Americans Hardly Agree on Anything. And That’s OK

The gridlock that House Republicans find themselves in—three days running—to elect a Speaker is a nice metaphor for the current state of America: angry, polarized, and unable to move forward. This problem has been brewing for many years, as new technologies have decentralized and democratized everything, undermining old top-down institutions, and shifting more knowledge and power to individuals. The Speaker, just like media elites, corporate CEOs, and the other overlords of centralized institutions, used to wield almost dictatorial power, but that world is gone, replaced by something far more messy, diverse and democratic.

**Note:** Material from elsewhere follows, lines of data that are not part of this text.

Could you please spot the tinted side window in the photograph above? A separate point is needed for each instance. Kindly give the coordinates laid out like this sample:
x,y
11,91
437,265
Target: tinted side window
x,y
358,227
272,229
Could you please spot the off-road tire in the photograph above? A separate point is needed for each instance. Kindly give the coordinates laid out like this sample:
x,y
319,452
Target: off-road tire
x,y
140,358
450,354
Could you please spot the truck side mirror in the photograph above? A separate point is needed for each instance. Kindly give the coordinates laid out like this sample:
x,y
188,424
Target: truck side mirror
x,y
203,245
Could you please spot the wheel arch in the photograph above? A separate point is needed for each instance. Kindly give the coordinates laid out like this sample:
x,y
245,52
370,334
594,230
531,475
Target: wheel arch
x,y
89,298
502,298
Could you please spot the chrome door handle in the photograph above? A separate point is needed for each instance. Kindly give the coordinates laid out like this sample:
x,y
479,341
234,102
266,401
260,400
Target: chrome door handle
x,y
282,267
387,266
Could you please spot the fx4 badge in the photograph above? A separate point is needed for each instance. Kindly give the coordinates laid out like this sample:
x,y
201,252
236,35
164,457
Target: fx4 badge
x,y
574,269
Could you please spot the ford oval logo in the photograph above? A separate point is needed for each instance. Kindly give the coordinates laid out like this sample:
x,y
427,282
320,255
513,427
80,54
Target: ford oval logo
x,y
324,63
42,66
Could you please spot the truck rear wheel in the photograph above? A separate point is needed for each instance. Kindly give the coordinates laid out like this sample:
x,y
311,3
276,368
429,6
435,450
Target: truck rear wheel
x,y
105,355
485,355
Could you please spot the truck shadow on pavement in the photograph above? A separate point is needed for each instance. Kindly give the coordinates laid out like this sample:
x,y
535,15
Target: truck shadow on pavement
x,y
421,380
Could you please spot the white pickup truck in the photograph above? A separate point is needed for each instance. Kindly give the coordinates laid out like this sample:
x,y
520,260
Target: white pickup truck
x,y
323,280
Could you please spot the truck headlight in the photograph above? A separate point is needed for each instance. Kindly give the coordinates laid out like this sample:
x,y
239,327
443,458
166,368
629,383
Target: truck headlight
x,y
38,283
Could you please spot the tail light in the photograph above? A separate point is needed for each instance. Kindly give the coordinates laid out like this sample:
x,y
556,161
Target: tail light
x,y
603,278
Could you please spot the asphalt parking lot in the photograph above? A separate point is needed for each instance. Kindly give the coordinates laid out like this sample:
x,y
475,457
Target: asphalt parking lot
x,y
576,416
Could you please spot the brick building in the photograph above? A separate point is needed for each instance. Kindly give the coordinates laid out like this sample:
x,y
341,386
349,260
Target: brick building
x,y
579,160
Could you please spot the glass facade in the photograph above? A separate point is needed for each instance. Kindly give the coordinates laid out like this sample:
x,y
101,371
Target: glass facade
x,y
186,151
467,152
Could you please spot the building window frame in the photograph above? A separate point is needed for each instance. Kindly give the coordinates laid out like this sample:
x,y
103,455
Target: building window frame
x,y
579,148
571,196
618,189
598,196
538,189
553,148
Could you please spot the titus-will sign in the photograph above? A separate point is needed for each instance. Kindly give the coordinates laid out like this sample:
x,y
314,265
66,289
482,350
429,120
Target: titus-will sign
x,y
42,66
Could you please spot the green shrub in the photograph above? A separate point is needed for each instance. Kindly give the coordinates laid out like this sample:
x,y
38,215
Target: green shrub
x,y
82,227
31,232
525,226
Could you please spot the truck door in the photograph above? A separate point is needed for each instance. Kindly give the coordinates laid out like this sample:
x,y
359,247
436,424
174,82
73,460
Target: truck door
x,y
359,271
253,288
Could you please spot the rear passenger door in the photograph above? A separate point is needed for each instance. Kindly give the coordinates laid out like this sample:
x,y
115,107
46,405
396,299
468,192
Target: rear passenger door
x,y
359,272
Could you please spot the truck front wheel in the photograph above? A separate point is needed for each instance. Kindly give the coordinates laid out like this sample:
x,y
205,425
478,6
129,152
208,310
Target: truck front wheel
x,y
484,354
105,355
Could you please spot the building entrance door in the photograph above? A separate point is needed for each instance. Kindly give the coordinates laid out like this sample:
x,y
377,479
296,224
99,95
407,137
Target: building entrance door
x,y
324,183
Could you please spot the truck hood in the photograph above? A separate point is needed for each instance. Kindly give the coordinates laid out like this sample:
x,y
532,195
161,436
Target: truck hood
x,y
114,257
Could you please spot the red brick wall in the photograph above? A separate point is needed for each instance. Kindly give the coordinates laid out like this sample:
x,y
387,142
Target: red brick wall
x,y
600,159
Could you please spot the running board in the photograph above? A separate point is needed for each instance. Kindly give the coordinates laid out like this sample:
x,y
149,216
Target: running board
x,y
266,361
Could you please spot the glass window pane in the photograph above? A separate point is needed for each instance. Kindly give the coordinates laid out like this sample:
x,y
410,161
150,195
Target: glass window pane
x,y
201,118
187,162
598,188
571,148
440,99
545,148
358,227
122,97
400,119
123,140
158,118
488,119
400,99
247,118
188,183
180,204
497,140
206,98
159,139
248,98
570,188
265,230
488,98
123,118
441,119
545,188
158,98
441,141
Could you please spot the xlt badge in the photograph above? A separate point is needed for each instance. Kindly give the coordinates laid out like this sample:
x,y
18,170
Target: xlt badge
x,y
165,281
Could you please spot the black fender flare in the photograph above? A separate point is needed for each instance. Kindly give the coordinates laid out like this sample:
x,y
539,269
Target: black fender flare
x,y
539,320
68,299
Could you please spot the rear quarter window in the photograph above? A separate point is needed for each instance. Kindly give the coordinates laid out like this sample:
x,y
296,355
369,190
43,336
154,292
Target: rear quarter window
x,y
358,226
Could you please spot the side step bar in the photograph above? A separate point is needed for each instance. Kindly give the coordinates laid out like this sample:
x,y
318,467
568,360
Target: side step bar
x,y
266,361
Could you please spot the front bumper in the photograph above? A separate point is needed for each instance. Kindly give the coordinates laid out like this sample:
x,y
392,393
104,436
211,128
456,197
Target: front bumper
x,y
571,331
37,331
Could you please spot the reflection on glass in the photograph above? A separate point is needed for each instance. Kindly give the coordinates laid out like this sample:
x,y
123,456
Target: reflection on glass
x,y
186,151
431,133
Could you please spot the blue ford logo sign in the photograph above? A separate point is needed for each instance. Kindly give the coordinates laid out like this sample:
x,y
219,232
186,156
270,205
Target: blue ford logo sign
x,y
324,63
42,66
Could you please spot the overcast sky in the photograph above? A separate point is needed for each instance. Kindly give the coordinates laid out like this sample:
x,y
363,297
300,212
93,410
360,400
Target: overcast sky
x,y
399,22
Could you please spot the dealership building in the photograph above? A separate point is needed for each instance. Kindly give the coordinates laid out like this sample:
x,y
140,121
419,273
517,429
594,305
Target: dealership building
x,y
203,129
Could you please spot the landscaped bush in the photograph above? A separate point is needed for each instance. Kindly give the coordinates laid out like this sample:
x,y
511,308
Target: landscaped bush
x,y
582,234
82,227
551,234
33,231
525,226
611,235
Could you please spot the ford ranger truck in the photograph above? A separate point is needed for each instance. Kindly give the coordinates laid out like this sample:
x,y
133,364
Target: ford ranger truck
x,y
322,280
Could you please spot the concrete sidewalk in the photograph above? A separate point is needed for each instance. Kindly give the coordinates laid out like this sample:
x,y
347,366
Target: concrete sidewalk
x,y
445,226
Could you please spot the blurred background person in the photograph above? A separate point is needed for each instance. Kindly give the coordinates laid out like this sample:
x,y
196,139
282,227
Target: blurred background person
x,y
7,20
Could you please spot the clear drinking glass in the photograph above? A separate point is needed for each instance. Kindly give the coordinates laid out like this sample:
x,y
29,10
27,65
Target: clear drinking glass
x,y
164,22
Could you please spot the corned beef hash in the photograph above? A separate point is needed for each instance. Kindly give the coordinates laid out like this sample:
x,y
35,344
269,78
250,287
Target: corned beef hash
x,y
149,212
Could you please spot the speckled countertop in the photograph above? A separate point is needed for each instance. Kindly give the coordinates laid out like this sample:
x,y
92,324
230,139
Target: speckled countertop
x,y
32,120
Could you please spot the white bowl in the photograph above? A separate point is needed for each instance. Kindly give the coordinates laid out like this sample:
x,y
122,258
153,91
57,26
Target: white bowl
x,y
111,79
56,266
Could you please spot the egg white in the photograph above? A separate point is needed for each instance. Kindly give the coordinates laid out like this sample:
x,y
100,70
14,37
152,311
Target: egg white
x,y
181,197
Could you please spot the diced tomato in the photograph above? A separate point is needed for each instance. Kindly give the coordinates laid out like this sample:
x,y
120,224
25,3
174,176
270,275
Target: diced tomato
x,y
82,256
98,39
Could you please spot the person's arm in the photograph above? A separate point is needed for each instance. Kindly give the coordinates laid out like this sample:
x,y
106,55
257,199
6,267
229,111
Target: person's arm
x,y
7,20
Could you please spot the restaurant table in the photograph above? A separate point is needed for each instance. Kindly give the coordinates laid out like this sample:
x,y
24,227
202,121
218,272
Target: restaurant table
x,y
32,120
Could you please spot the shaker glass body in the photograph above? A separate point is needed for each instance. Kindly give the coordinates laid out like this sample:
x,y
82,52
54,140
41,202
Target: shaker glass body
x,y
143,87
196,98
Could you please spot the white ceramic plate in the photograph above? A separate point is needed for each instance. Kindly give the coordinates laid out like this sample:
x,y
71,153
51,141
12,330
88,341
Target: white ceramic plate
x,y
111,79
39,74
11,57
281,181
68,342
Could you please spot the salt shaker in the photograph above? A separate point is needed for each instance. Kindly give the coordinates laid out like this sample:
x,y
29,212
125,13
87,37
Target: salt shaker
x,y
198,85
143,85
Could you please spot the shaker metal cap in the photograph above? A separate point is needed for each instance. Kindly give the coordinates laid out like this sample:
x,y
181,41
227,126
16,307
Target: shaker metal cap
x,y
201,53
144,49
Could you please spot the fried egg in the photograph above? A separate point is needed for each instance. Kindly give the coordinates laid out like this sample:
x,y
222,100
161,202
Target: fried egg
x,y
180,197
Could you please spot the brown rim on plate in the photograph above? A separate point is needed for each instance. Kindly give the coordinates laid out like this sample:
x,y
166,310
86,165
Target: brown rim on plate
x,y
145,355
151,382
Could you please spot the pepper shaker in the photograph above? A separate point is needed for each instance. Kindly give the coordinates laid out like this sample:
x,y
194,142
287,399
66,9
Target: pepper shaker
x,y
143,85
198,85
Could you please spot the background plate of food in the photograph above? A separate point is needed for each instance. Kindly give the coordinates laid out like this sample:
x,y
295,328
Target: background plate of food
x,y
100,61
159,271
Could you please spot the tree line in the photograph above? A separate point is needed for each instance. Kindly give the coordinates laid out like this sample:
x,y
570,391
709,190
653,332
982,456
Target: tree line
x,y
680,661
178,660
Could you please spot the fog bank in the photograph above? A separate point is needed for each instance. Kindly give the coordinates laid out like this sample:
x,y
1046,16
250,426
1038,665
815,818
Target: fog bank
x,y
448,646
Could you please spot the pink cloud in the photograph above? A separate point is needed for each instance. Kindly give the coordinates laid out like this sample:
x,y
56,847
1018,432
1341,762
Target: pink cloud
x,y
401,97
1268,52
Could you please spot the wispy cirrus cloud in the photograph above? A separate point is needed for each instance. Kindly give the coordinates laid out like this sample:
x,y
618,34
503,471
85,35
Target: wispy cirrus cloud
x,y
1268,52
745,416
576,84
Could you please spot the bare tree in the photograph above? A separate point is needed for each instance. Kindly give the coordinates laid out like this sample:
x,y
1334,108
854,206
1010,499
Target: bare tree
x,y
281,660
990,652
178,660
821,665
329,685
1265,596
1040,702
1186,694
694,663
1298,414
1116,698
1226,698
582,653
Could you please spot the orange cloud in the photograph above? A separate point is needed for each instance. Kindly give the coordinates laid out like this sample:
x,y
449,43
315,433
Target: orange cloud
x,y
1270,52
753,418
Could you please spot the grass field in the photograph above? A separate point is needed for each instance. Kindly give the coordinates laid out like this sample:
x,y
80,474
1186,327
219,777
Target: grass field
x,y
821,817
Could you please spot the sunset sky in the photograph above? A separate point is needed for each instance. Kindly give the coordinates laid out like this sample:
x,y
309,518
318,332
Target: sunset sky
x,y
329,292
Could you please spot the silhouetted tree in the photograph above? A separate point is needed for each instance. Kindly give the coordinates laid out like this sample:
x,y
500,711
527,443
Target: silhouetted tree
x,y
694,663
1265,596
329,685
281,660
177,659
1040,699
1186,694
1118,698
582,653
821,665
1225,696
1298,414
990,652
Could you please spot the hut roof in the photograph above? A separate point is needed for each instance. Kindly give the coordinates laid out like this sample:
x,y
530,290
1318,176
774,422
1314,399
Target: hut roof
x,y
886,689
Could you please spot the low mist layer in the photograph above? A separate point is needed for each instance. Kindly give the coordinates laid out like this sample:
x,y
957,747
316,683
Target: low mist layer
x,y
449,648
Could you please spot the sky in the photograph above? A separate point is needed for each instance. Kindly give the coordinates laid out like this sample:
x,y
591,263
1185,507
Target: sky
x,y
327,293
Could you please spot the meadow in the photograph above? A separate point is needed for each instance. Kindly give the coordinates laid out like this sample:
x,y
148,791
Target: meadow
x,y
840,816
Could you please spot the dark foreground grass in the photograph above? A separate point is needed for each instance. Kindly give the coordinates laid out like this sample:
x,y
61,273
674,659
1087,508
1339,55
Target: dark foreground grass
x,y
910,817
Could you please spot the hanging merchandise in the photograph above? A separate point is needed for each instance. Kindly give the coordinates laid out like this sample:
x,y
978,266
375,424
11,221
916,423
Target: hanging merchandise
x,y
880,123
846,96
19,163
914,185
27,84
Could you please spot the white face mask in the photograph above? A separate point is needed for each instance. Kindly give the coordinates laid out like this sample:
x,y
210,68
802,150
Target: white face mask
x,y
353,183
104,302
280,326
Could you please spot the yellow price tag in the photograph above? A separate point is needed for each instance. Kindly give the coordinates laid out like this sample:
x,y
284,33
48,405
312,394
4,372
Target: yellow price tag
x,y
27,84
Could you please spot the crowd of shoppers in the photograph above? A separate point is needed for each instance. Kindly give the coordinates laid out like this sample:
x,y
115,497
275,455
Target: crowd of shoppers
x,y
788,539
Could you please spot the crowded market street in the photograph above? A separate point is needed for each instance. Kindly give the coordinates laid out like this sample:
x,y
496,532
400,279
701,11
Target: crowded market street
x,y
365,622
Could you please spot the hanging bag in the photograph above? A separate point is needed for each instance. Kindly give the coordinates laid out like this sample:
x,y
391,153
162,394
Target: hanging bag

Diverse and Democratic, we are told, are virtues that make for a stronger America. I agree with this, but I doubt that most who publicly preach this civic religion really mean it. In fact, what they really mean, ala Orwell, is Conformity and Control. Because it turns out that America is an extremely—and beautifully—diverse nation. Radically democratic, you might say. Everyone has different abilities and desires, work goals, strongly held beliefs, and different philosophies about raising and protecting their children.

This is just another way of saying that we hardly agree on anything. And that’s OK. Because our differences are often where the good stuff about America happens: disagreement, clash and innovation, cooperation and competition, and yes, even cultural appropriation. All of this can be beautiful—our unique strength. That is, as long as government social engineers don’t step in and start deciding, for all of us, whose life decisions will be forced upon the rest of us through the brute force of the state.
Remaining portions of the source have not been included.